To achieve this goal, we have the following information :
- The roll of dough has a predefined rectangular length, referred to as ’LENGTH’, representing a one-dimensional problem.
- The roll may contain irregularities, referred to as defects. Each defect has
- a position ‘x‘
- and a class, which could be one of several types (e.g., ’a’, ’b’, ’c’, ...).
- The factory aims to produce a set of biscuits. Each Biscuit can be produced an infinite number of times, and has :
- a specific size (along the same dimension as the roll)
- a value (price)
- and a threshold for the maximum number of defects of each class it can contain (otherwise it cannot be marketed).
A solution is defined as an arrangement of biscuits along the dough roll. For an arrangement (assignment) to be valid, it must satisfy the following conditions :
- Biscuits must be placed at integer positions.
- No overlapping of biscuits is allowed. For example, if you place a biscuit B1 of size 3 at position ‘x=2‘, no other biscuit can be assigned to positions ‘x=3‘ or ‘x=4‘.
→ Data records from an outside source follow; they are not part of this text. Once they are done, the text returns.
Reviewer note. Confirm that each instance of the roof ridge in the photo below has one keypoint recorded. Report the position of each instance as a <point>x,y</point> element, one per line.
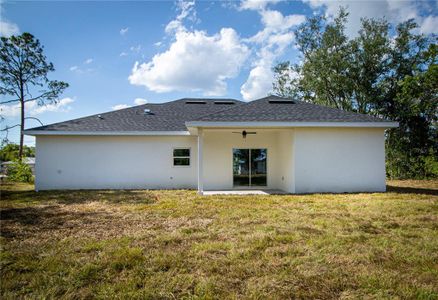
<point>239,103</point>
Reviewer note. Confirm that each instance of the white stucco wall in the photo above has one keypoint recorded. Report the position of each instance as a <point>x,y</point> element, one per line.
<point>300,160</point>
<point>286,181</point>
<point>101,162</point>
<point>339,160</point>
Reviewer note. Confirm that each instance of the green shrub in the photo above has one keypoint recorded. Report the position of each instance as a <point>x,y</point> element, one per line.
<point>19,171</point>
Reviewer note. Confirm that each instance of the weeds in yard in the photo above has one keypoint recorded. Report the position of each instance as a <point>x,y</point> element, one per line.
<point>176,244</point>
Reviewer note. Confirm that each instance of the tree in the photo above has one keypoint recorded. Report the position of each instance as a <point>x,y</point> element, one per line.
<point>23,76</point>
<point>9,152</point>
<point>413,147</point>
<point>390,76</point>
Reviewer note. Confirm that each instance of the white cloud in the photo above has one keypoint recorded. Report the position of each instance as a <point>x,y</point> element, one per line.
<point>259,81</point>
<point>135,48</point>
<point>393,11</point>
<point>33,109</point>
<point>195,61</point>
<point>63,105</point>
<point>7,28</point>
<point>120,106</point>
<point>137,101</point>
<point>256,4</point>
<point>272,41</point>
<point>140,101</point>
<point>430,25</point>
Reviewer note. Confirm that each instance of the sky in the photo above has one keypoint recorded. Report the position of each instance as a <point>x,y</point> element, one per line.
<point>118,54</point>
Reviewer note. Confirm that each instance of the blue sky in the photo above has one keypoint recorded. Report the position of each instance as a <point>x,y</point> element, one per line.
<point>119,54</point>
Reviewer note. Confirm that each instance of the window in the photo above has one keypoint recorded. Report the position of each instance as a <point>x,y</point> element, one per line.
<point>181,157</point>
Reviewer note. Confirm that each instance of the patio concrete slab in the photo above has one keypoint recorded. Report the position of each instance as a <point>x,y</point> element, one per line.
<point>244,192</point>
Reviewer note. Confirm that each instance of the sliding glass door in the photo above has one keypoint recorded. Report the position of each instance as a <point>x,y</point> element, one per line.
<point>249,167</point>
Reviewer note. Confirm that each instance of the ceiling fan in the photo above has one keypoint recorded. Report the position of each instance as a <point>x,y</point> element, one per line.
<point>244,133</point>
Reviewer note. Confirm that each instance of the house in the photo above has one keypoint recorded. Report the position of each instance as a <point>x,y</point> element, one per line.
<point>215,144</point>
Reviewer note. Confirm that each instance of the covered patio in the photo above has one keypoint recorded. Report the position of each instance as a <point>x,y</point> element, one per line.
<point>244,160</point>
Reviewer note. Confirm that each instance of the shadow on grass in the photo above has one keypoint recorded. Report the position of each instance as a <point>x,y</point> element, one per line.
<point>80,196</point>
<point>36,219</point>
<point>411,190</point>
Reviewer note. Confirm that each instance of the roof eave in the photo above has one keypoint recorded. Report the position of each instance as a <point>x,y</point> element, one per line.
<point>270,124</point>
<point>106,133</point>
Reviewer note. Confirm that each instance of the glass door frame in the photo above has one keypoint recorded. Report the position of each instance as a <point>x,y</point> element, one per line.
<point>249,186</point>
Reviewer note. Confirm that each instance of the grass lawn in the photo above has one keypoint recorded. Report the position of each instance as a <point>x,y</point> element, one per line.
<point>176,244</point>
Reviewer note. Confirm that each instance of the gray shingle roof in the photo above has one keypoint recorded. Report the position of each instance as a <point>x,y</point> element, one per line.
<point>172,116</point>
<point>169,116</point>
<point>277,109</point>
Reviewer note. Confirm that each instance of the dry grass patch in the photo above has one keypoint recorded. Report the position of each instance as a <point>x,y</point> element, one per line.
<point>176,244</point>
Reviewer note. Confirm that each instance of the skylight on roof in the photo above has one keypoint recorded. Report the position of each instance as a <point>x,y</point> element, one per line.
<point>195,102</point>
<point>281,101</point>
<point>224,102</point>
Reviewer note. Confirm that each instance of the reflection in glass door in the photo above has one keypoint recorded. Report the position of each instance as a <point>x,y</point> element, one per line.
<point>249,167</point>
- Each biscuit placed must contain fewer defects (or an equal number) of each class than its permitted thresholds. For instance, if biscuit B1 of size 3 is placed at ‘x=2‘, it covers positions 2, 3 and 4. If there are 3 defects of class ’a’ in these positions, but B1’s threshold for class ’a’ is a maximum of 2 defects, then the assignment is invalid.
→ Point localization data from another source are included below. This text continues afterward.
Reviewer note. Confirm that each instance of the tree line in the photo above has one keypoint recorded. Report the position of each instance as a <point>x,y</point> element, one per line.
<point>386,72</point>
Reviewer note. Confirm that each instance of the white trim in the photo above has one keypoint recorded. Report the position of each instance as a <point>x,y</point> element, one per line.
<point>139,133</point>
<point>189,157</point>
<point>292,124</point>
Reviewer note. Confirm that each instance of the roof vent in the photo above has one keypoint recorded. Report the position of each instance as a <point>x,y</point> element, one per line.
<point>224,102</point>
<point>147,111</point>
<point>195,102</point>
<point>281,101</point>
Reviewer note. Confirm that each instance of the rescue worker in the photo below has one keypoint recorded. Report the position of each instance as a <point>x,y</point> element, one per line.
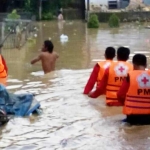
<point>3,69</point>
<point>135,93</point>
<point>113,78</point>
<point>99,69</point>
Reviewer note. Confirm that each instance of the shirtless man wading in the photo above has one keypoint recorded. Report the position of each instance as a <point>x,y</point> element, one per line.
<point>47,57</point>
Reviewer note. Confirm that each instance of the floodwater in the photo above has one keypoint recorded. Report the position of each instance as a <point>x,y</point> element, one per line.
<point>71,120</point>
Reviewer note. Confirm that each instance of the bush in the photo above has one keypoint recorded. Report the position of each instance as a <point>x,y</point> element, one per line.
<point>93,21</point>
<point>13,15</point>
<point>47,16</point>
<point>114,21</point>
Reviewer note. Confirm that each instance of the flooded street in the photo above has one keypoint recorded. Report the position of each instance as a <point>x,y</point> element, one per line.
<point>71,120</point>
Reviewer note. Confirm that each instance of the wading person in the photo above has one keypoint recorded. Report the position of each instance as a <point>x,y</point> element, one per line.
<point>3,69</point>
<point>135,93</point>
<point>47,56</point>
<point>113,78</point>
<point>99,69</point>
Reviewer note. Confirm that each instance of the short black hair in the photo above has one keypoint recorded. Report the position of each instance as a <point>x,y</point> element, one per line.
<point>139,60</point>
<point>110,53</point>
<point>49,45</point>
<point>123,53</point>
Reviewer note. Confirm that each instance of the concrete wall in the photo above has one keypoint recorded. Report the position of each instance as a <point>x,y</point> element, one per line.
<point>23,16</point>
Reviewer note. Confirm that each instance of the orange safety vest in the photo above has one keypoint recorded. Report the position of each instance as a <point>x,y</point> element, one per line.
<point>138,96</point>
<point>117,73</point>
<point>3,74</point>
<point>103,66</point>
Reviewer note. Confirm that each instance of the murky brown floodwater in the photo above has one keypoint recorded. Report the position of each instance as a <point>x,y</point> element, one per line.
<point>71,120</point>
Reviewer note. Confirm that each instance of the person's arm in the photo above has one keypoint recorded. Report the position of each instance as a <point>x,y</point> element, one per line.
<point>4,63</point>
<point>121,94</point>
<point>102,86</point>
<point>57,56</point>
<point>36,59</point>
<point>92,80</point>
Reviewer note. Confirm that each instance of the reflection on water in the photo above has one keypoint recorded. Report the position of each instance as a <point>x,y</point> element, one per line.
<point>71,120</point>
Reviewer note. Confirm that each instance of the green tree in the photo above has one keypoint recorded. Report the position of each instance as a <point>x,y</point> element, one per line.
<point>93,21</point>
<point>114,21</point>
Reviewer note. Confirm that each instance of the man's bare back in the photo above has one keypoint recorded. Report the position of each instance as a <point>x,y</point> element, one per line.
<point>47,57</point>
<point>48,61</point>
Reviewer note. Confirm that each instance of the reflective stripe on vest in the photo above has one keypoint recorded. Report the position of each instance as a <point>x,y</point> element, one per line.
<point>103,66</point>
<point>138,96</point>
<point>3,73</point>
<point>117,73</point>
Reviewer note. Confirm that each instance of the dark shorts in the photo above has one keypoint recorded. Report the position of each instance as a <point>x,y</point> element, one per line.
<point>138,119</point>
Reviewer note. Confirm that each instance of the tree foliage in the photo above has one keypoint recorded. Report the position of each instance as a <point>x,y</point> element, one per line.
<point>114,21</point>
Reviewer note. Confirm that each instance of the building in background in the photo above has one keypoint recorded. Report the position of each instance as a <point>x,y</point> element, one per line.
<point>103,5</point>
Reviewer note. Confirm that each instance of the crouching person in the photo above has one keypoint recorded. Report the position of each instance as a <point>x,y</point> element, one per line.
<point>135,93</point>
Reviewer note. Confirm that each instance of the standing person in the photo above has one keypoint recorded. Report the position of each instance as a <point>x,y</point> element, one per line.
<point>113,78</point>
<point>3,69</point>
<point>134,93</point>
<point>47,56</point>
<point>60,16</point>
<point>99,69</point>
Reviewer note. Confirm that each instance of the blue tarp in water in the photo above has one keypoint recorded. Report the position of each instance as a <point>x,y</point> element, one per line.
<point>18,105</point>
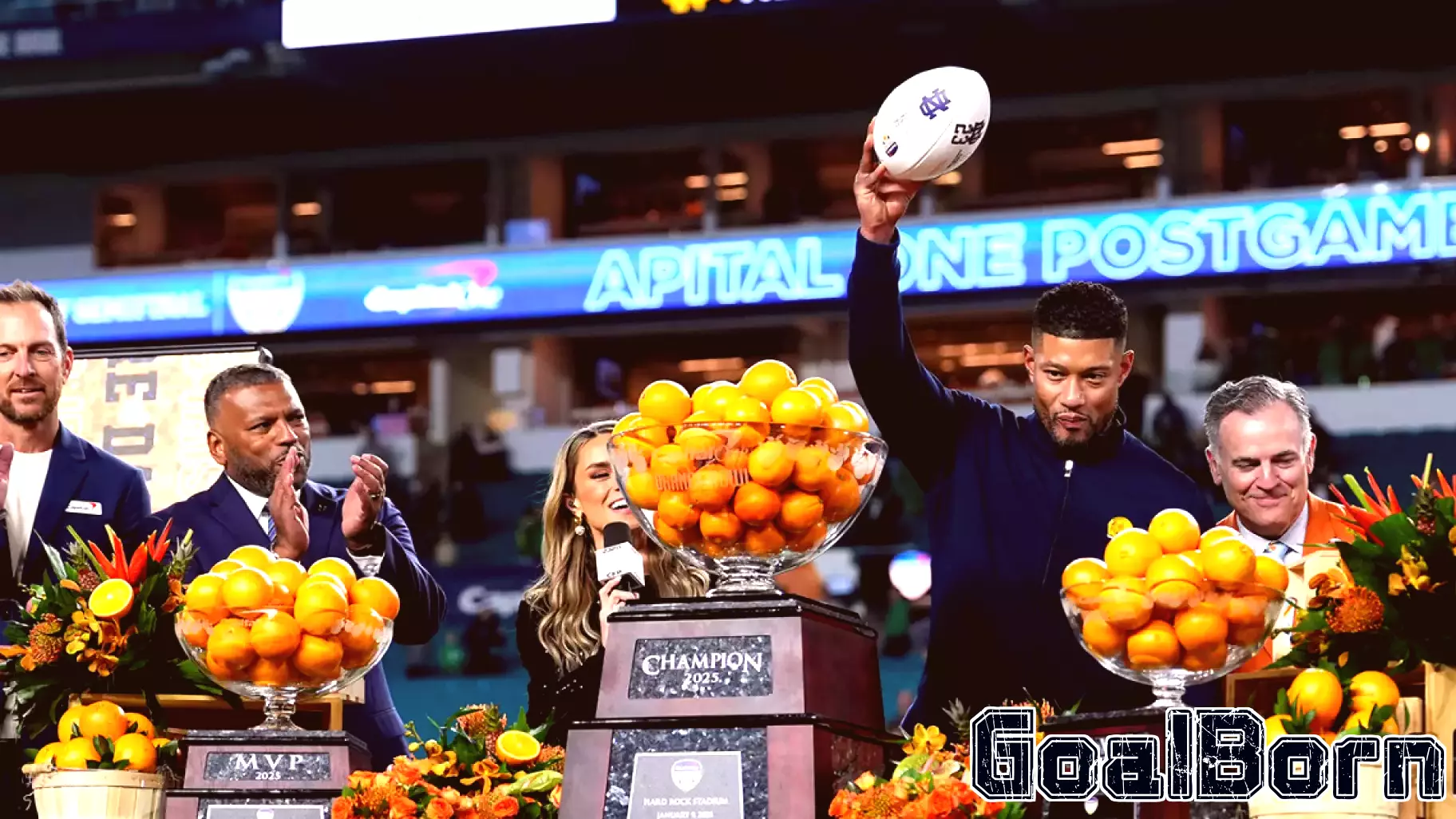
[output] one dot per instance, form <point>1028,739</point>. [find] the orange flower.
<point>406,774</point>
<point>173,595</point>
<point>959,792</point>
<point>482,770</point>
<point>941,802</point>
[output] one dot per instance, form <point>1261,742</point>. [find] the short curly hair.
<point>1081,309</point>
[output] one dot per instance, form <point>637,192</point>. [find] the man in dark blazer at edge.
<point>49,478</point>
<point>1009,499</point>
<point>259,434</point>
- The total size of the assigned biscuits must not exceed the length of the dough roll.
The value of a solution is the sum of the individual values of the biscuits placed on the roll. However, any portion of the dough roll without an assigned biscuit incurs a penalty of −1 per position, reflecting the company’s loss from wasted material. This penalty is subtracted from the overall value of the solution.
For this project, the following assumptions are made :
- The length of the roll of dough is set to 500 units.
- The roll has three classes of defects (’a’, ’b’, and ’c’). The set of defects and their positions on the roll are available in the ’defects.csv’ file.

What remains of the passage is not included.